Getting to the point...

Let's face it, there is a generic division between those who experience the world and attempt to understand it, and those who find everything they need to know in books (but only certain books...) and battle the infidels who might question the perfection of their circular logic.

Someone once defined engineering as a collection of successful recipes. In every branch of engineering, there are basic recipes and advanced practices. The few major engineering advances made in reponse to scientific inquiry are glorified in the history books and used to suppress the ubiquitous messy grunt work of trial-and-error that underlies most actual success.

The bipolar transistor was invented by people trying to make field effect devices, and it took them over a year to figure out what they had done in order to publish a scientifically defensible description. The semiconductor industry as we know it grew slowly at first because the messy grunt work of understanding the silicon lattice as it is grown in practice had to be done (and is still going on), and the awesome sensitivity to impurities at every step had to be overcome (anyone remember MOSTEK?).

The audio engineer-chauvinists dismiss non-technical audiophiles because they manage to come up with such colorful descriptions of what they think is going on with their successful tweaks. Instead, the engineers should ask themselves what is missing in the engineering canon, such that the tweaks are successful in spite of thorough engineering of the untweaked components. The audiophiles are doing the messy grunt work, but most engineers refuse to recognize and learn from it.

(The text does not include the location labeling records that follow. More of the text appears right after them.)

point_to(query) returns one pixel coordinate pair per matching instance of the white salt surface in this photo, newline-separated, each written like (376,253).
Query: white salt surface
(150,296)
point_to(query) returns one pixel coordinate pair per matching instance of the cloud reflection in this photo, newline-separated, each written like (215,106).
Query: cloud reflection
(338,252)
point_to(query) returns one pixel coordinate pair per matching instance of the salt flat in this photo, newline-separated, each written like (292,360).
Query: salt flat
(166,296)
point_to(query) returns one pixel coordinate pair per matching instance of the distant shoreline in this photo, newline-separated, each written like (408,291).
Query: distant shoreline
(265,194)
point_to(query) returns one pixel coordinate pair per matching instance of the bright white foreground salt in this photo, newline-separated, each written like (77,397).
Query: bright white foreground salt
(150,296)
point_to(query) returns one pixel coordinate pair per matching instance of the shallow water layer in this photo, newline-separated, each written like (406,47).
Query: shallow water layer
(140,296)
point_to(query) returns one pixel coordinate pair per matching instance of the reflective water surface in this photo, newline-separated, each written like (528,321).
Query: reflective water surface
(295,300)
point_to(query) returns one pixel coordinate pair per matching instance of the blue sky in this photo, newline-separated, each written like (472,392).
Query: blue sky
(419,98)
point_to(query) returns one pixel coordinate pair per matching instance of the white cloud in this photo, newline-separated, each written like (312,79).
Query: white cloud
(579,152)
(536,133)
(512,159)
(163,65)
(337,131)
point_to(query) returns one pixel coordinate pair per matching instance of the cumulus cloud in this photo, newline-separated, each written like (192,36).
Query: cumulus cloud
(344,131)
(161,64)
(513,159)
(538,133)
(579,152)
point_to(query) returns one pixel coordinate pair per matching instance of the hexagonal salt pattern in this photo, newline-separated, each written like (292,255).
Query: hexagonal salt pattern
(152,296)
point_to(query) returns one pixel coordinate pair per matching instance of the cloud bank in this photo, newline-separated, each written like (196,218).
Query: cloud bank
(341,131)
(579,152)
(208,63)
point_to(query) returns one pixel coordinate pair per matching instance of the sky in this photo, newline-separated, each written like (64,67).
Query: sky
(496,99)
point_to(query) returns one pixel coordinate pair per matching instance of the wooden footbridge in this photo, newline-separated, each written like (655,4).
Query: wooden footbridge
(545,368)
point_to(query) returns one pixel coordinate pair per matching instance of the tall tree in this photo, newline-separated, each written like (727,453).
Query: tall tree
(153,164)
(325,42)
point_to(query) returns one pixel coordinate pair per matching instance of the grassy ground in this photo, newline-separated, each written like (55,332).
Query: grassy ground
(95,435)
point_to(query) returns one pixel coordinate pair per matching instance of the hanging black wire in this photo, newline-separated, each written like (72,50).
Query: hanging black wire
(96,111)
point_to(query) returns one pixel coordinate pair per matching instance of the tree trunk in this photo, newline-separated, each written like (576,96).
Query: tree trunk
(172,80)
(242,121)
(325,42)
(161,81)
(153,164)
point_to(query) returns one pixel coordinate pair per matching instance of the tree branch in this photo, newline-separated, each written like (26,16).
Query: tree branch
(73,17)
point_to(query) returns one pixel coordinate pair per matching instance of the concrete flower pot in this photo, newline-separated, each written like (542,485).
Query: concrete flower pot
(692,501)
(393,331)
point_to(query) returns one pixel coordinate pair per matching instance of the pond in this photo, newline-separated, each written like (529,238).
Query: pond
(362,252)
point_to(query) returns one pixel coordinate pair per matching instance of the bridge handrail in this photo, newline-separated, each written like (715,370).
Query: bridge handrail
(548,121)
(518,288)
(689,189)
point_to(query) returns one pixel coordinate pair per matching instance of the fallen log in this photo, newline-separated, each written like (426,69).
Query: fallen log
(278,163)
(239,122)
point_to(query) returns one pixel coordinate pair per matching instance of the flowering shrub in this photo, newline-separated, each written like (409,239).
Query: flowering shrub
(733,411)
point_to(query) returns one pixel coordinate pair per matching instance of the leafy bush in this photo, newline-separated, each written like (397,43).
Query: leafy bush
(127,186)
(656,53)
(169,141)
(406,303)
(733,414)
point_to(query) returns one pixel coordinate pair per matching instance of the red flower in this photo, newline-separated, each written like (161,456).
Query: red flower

In my professional experience in the semiconductor industry, the more successful engineers have a healthy skepticism for the overly-simplified models used in classrooms, and are always looking for ways around the limitations of the analytical tools. They develop the advanced practices that make their company a survivor. The engineers full of themselves do not typically survive the next RIF.

Advanced engineering practices have economic value as intellectual property. Only those whose logical underpinning is authority would think this IP should be freely shared, as though everything worth knowing is already written down somewhere and all we have to do is trade references.

"I know next to nothing about microphones. I was sincerely hoping to learn more."

And how much did you expect to pay for it?